The One Question I Ask When Receiving a Complaint
It would be difficult to be in leadership and not have people upset with a decision you made at some point. In fact, with every decision comes a variety of responses. Leadership guides people places they’ve never been before, so leading always involves change. Change of any kind stirs an emotion, which can be positive or negative. The more the change is uncomfortable, the more negative the response may be.
So, receiving complaints or criticism is not a rarity in leadership. It comes with the position. But, there is a question I try to ask every time someone complains to me.
This question is powerful in determining how I will respond.
When I have complaints or criticism I ask a question:
Is the complaint individual or representative?
In other words:
-- Is it one person with a problem or are there multiple people with the same problem, but I’m only hearing from one?

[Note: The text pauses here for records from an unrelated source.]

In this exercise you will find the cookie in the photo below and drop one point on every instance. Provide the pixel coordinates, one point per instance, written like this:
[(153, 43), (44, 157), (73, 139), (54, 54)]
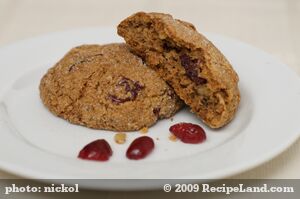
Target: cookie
[(198, 72), (107, 87)]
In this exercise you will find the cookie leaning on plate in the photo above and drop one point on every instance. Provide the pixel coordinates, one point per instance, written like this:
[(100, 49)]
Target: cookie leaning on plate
[(191, 64), (107, 87)]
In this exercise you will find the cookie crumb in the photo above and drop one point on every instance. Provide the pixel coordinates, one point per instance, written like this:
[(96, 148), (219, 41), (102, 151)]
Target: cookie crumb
[(173, 138), (144, 130), (120, 138)]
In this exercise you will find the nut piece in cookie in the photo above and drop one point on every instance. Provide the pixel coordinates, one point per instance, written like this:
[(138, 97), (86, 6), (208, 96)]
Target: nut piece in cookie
[(198, 72), (107, 87)]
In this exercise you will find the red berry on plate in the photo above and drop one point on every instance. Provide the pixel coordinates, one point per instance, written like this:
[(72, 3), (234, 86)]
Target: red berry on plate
[(98, 150), (140, 148), (188, 133)]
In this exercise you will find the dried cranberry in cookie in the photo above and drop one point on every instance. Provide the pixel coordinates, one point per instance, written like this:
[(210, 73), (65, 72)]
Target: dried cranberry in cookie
[(198, 72), (107, 87)]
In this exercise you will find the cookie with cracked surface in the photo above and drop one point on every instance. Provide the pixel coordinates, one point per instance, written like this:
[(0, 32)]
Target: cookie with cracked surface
[(107, 87), (198, 72)]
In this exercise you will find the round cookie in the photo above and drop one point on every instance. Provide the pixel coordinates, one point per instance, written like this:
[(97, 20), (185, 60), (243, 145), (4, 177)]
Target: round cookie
[(107, 87), (198, 72)]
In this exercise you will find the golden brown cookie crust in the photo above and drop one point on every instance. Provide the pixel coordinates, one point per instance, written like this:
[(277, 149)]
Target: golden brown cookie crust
[(190, 63), (107, 87)]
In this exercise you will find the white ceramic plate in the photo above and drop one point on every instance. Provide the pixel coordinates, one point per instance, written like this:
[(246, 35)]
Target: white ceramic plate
[(36, 144)]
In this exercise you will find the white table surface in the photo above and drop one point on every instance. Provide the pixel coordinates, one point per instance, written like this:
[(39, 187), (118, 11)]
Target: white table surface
[(272, 25)]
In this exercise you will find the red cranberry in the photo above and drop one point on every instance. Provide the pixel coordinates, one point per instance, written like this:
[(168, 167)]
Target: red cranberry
[(97, 150), (188, 133), (140, 148)]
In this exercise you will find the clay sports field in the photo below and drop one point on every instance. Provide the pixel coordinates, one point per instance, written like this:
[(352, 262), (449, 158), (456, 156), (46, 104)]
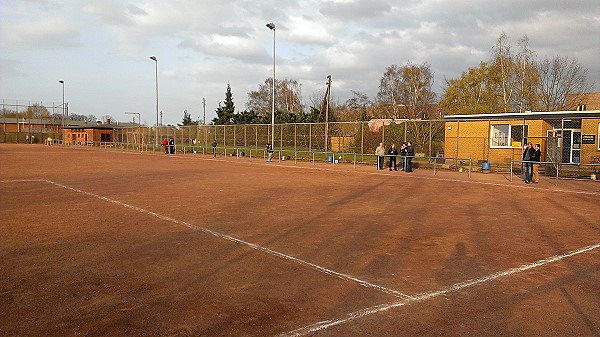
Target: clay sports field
[(113, 243)]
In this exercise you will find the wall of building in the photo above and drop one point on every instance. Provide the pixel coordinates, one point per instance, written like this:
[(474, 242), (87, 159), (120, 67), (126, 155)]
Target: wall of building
[(590, 153)]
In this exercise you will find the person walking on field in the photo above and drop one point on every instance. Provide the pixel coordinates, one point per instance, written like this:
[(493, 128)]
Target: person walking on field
[(172, 145), (537, 156), (403, 156), (410, 153), (528, 154), (380, 152), (393, 152), (269, 149), (165, 145)]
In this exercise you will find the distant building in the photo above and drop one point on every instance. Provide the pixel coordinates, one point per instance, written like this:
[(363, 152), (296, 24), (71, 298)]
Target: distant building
[(571, 137), (583, 102), (89, 133)]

-- Does this complaint represent one person’s opinion or is it representative of a larger number of people?
-- Is it a personal issue to one or a public issue to multiples?
The answer is critical to me before I respond.

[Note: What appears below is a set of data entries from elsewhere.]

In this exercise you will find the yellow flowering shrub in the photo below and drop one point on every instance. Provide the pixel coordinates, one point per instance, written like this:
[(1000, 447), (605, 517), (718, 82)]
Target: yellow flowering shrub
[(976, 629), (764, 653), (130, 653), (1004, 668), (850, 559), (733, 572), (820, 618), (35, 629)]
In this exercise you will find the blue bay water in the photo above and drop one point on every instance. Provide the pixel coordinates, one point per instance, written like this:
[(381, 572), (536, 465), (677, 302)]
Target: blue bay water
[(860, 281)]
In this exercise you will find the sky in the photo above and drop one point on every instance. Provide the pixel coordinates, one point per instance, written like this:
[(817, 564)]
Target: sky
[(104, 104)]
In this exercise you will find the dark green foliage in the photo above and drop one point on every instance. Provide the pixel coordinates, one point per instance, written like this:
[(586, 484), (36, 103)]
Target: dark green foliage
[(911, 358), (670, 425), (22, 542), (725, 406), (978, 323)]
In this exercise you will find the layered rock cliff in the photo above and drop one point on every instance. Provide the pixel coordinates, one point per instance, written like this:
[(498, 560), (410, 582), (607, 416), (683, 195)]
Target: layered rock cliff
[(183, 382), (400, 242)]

It doesn’t mean I don’t need to pay attention to the one complainer. Their point may be valuable. They may see something I can’t see. I need their input. And, I listen to them. (I think good listening and responsiveness is part of good leadership.)

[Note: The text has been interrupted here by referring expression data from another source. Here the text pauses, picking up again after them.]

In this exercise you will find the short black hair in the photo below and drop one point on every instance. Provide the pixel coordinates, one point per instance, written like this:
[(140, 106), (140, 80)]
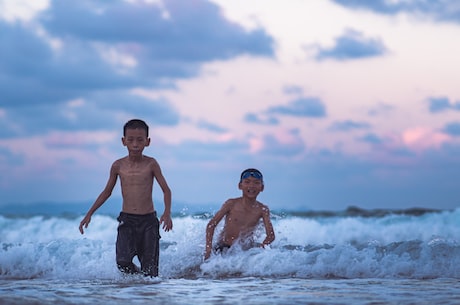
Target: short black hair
[(134, 124), (252, 171)]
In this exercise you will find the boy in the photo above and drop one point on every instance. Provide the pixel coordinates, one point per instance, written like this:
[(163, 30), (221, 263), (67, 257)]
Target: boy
[(139, 228), (242, 215)]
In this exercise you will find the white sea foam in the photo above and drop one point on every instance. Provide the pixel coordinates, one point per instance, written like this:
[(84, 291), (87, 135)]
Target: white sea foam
[(393, 246)]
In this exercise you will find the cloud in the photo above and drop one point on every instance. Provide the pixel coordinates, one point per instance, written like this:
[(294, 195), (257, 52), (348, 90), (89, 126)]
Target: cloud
[(75, 48), (452, 129), (259, 119), (371, 138), (106, 110), (352, 45), (440, 10), (211, 127), (349, 125), (439, 104), (301, 107), (283, 144)]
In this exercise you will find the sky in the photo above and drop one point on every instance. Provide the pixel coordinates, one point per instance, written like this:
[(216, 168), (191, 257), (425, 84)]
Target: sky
[(338, 102)]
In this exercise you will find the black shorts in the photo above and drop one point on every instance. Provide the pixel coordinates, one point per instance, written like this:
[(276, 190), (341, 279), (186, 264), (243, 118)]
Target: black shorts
[(221, 247), (138, 235)]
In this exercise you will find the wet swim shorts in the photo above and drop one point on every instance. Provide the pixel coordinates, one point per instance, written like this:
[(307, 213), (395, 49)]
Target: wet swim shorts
[(138, 235)]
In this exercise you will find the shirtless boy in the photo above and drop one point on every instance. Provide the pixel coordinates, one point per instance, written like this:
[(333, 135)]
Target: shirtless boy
[(242, 215), (139, 228)]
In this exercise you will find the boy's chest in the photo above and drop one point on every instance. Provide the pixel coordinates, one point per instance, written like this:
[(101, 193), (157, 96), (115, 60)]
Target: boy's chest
[(244, 215), (135, 174)]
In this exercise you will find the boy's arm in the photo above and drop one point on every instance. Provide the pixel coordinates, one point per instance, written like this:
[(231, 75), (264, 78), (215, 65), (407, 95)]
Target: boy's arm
[(268, 227), (103, 196), (165, 219), (212, 224)]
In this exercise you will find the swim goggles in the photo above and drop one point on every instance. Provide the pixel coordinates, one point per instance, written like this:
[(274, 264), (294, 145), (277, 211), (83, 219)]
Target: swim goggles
[(252, 173)]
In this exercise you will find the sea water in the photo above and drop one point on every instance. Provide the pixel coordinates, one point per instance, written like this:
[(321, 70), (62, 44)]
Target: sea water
[(351, 257)]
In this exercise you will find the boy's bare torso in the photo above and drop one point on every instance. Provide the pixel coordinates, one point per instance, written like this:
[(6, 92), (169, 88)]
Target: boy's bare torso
[(137, 177), (240, 220)]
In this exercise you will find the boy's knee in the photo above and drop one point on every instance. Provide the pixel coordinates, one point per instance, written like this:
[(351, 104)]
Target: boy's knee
[(127, 267)]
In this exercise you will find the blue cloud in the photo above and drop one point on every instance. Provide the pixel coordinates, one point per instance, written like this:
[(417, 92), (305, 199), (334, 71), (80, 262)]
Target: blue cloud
[(371, 138), (257, 119), (98, 112), (440, 10), (352, 45), (165, 49), (439, 104), (348, 125), (302, 107), (273, 147), (452, 129), (211, 127), (195, 30)]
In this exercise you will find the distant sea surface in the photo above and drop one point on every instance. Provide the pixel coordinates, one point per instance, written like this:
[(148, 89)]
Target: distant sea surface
[(354, 256)]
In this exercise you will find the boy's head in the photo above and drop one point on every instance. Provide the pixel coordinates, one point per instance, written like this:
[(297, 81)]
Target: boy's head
[(135, 124), (251, 172)]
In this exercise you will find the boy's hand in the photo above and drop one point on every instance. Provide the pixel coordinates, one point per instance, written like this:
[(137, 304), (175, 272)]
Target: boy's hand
[(85, 222), (166, 220)]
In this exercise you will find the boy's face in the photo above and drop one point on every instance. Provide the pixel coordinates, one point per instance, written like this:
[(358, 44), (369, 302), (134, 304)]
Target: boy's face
[(251, 186), (135, 140)]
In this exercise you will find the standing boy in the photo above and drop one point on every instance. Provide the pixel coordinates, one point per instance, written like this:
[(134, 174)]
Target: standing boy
[(242, 215), (139, 228)]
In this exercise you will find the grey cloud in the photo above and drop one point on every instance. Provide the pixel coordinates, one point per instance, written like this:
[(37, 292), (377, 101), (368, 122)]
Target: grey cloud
[(352, 45), (302, 107), (211, 127), (273, 147), (440, 10), (259, 119), (348, 125), (439, 104), (452, 129), (165, 49)]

But, I also know I can’t please everyone. Some individuals are simply going to disagree with the way I do something. And, some people simply don’t like any change. And, if it’s just one person’s complaint I can listen, we can talk, we can agree to agree or disagree, and we can move forward. I know where I stand with them.
But, while I listen and respond even to individual criticism, when there is a growing tension among a larger group of people, I know the issue demands even more intentionality.
It may or may not alter my response. Leaders shouldn’t lead to be popular. They lead to do the right thing. We don’t lead alone, but after we’ve done all we can to include others and the decision has been made, we move forward.
But, when a larger group is upset about change, it will likely alter the intensity of my response.
I’ve learned when a larger number have the same complaint or criticism, even if we're certain about the change, the damage done to the perception of my leadership may disrupt all the other good we are trying to do.
In those cases where the criticism is widespread often it's for a few reasons. People don’t understand, because they don’t fully understand why. People haven’t felt included along the way. Or, frankly, some people simply don’t like change and will rebel against it regardless. When I realize the complaint from an individual is representative, I can talk to more people to figure out the root of the problem. I can tell the vision (for the change) more often and tell it in more ways and in more places to help people understand the why behind the change. (Zig Ziglar told me years ago, “When people understand the why they aren’t as concerned with the what.”)
Finally, when I know there are more people involved I can monitor people’s perceptions closer. I’m no longer wondering how one person feels, but I know I have a larger group to track with through the change. (And, again, not to make them happy, but to help them through the process of change.)
Individual or representative? Knowing the difference is huge.